We ate only because hunger forced us to do so. No other stimulus could have forced me to eat when my nostrils were so saturated with the odor of decay that I frequently felt sick. I ate little during that period, but drank hot coffee or bouillon at every opportunity.

By day the battlefield was a horrible scene, but by night it became the most terrible of nightmares. Star shells and flares illuminated the area throughout the nights, but were interspersed with moments of chilling, frightening blackness.

Sleep was almost impossible in the mud and cold rain, but sometimes I wrapped my wet poncho around me and dozed off for brief periods while my foxhole mate was on watch and bailing out the hole. One usually had to attempt sleep while sitting or crouching in the foxhole.

He apparently had been killed early in the attacks against the Half Moon, before the rains began. Beneath his helmet brim I could see the visor of a green cotton fatigue cap. Under the cap were the most ghastly skeletal remains I had ever seen–and I had already seen too many.

Every time I looked over the edge of the foxhole down into that crater, that half-gone face leered up at me with a sardonic grin. It was as though he were mocking our pitiful efforts to hang on to life in the face of the constant violent death that had cut him down. Or maybe he was mocking the folly of the war itself: (saying) ‘I am the harvest of man’s stupidity. I am the child of the holocaust. I prayed like you to survive, but look at me now it is over for us who are dead, but you must struggle, and will carry these memories all your life. People back home will wonder why you can’t forget.’

None of us would ever be the same after what we had endured. To some degree that is true, of course, of all human experience. But something in me died at Peleliu. Perhaps it was a childish innocence that accepted as faith the claim that man is basically good.
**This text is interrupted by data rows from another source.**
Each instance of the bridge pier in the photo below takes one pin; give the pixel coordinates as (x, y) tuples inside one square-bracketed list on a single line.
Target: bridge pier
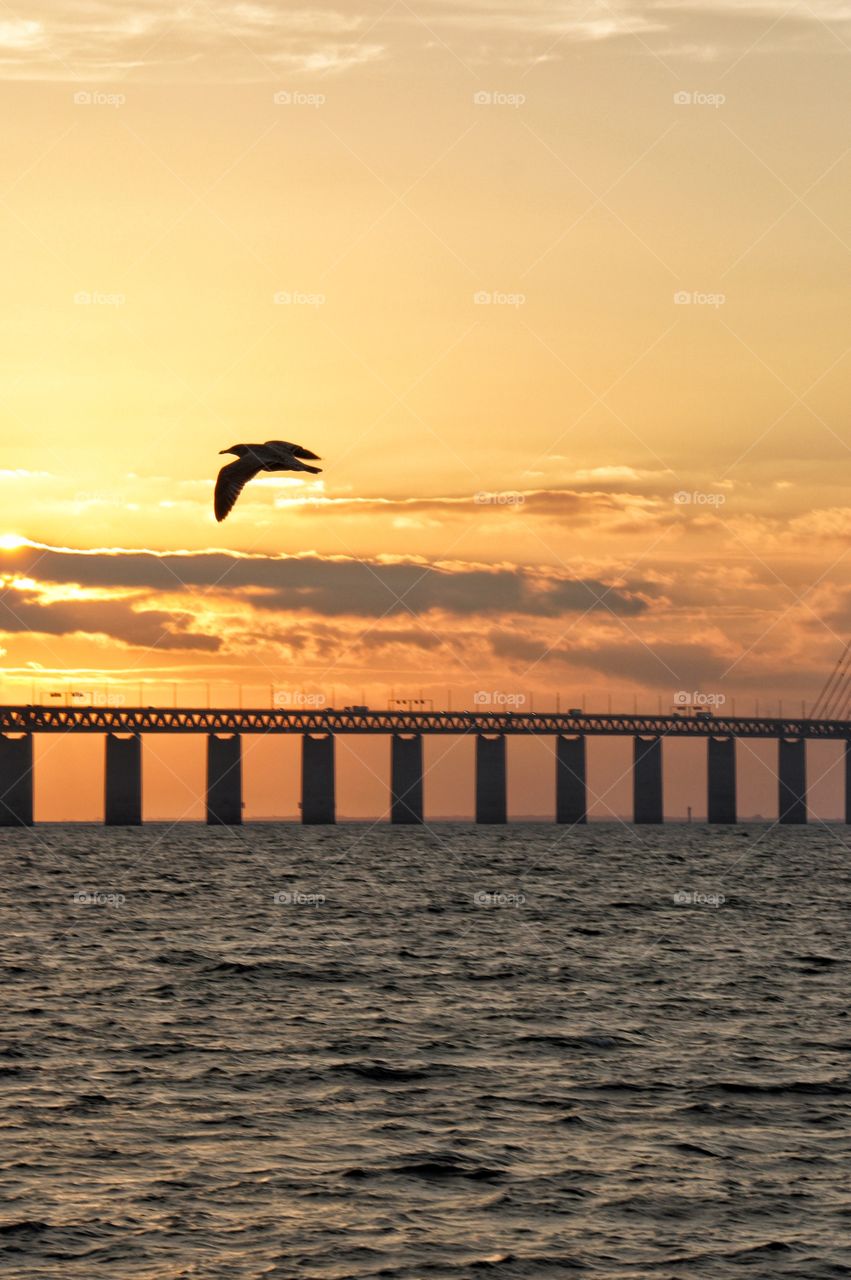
[(791, 775), (490, 778), (224, 780), (15, 781), (406, 778), (721, 771), (319, 801), (646, 780), (123, 781), (571, 792)]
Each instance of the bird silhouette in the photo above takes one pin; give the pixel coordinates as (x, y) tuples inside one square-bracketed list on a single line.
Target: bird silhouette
[(251, 460)]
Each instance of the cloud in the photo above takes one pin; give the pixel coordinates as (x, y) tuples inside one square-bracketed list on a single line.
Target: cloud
[(77, 40), (242, 41), (332, 586), (117, 620)]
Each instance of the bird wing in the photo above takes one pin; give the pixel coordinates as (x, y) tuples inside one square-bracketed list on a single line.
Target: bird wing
[(230, 483), (297, 451)]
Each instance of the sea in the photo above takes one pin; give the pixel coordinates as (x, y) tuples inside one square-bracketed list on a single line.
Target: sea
[(425, 1054)]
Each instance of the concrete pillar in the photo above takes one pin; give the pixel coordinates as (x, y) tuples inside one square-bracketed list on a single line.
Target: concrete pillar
[(571, 799), (15, 781), (490, 778), (224, 780), (318, 780), (123, 781), (721, 775), (791, 775), (406, 778), (646, 780)]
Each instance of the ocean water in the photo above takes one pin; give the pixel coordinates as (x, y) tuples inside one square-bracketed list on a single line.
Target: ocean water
[(445, 1052)]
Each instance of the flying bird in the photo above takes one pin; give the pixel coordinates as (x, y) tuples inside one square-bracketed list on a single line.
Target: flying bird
[(251, 460)]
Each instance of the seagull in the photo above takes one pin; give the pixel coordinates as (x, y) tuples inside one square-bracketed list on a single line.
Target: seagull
[(251, 460)]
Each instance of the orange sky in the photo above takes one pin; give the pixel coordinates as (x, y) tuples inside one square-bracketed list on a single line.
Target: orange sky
[(239, 223)]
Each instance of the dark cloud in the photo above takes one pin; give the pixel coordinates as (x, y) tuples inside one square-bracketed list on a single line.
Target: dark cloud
[(114, 618), (330, 586)]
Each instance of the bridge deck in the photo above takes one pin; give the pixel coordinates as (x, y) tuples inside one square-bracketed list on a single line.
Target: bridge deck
[(169, 720)]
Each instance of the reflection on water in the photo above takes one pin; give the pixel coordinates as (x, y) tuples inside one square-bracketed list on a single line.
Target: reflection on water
[(352, 1052)]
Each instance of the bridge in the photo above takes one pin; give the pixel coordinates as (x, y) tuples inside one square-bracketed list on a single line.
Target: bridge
[(224, 728)]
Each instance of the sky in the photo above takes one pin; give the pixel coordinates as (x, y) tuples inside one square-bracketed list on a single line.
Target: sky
[(558, 292)]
Possibly I lost faith that politicians in high places who do not have to endure war’s savagery will ever stop blundering and sending others to endure it.

It was hard to believe that some of our old friends who had wanted so much to return home actually were writing us that they thought of volunteering again for overseas duty. They had had enough of war, but they had greater difficulty adjusting to civilians or to comfortable stateside military posts. We were unable to understand their attitudes until we ourselves returned home and tried to comprehend people who griped because America wasn’t perfect, or their coffee wasn’t hot enough, or they had to stand in line and wait for a train or bus.

We didn’t want to indulge in self-pity. We just wished that people back home could understand how lucky they were and stop complaining about trivial inconveniences.

“I hope that this dedication of the wall-script to honor all veterans is only a start for a School-wide effort to form closer working relationships with our brother and sister guardians in the military.”